In der Küchenleitung des Traditionsunternehmens Kronenhalle findet ein personeller Wechsel statt. Wie der Betrieb und das Branchenmagazin GaultMillau berichten, wurde der langjährige Mitarbeiter Rino Ricci zum neuen Küchenchef ernannt. Er tritt die Nachfolge von Peter Schärer an, der das Haus nach insgesamt 35 Jahren verlässt. Schärer war seit dem Jahr 2002 in der Position des Chef de Cuisine tätig, nachdem er seine Laufbahn im Unternehmen ursprünglich als Chef Poissonnier begonnen hatte. Laut Angaben der Kronenhalle war die Stabübergabe bereits seit längerer Zeit geplant, die offizielle Bekanntgabe erfolgte jedoch erst nach der Ehrung Schärers mit dem Mérite Culinaire Suisse in dieser Woche.

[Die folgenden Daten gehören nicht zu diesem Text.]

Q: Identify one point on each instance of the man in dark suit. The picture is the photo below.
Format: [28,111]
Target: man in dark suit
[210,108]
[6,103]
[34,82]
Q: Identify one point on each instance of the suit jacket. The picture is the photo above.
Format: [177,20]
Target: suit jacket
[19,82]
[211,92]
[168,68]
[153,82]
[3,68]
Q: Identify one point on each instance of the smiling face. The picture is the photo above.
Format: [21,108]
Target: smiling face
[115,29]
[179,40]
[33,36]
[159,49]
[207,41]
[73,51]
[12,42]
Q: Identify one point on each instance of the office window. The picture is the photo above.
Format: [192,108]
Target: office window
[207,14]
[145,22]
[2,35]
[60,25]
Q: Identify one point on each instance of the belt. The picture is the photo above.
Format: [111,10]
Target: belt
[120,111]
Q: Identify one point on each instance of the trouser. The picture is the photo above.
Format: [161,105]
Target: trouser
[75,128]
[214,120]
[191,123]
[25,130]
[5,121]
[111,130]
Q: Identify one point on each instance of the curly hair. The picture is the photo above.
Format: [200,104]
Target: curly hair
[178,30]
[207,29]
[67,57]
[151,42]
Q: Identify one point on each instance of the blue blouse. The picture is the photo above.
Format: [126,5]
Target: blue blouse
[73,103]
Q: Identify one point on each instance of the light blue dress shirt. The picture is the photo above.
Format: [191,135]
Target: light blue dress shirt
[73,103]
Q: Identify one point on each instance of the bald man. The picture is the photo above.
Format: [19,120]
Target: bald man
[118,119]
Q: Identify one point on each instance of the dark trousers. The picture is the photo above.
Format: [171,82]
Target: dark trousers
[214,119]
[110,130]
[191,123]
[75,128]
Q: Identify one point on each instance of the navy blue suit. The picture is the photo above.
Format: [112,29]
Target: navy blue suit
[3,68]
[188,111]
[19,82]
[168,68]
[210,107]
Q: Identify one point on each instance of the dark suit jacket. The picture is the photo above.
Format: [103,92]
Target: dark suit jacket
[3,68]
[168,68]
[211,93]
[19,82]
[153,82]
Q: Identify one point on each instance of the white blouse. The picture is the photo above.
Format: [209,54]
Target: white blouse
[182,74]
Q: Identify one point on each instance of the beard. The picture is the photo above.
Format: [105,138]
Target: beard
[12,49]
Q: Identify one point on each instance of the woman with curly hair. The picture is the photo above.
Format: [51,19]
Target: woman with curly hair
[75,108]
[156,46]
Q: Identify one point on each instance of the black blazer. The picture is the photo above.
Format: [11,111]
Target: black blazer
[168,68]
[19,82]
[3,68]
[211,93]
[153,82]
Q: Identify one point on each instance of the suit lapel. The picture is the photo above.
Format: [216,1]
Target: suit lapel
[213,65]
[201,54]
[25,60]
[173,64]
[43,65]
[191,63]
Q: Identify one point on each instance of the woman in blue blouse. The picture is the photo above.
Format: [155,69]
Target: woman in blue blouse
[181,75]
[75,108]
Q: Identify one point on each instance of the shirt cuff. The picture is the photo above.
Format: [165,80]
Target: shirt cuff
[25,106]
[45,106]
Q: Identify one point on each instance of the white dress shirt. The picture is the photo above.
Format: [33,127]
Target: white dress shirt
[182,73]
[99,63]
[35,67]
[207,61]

Kontinuität durch langjährigen Nachfolger
Der neue Küchenchef Rino Ricci ist bereits seit 26 Jahren Teil der Küchenbrigade der Kronenhalle. Der 1977 in Apulien geborene Koch trat im Jahr 2000 als Commis de Cuisine in den Betrieb ein. Nach Stationen als Chef de Partie ab 2006 und Sous Chef ab 2011 wurde er im Jahr 2022 zum stellvertretenden Küchenleiter ernannt. Ricci absolvierte seine gastgewerbliche Ausbildung in Italien und schloss diese 1998 mit einem Diplom ab, bevor er nach einem ersten Engagement in der Schweiz zur Kronenhalle stieß. Das Restaurant betont, dass Ricci die bekannte Brasserie-Küche weiterführen und die Klassiker des Hauses durch Einflüsse der französischen und italienischen Küche ergänzen wird.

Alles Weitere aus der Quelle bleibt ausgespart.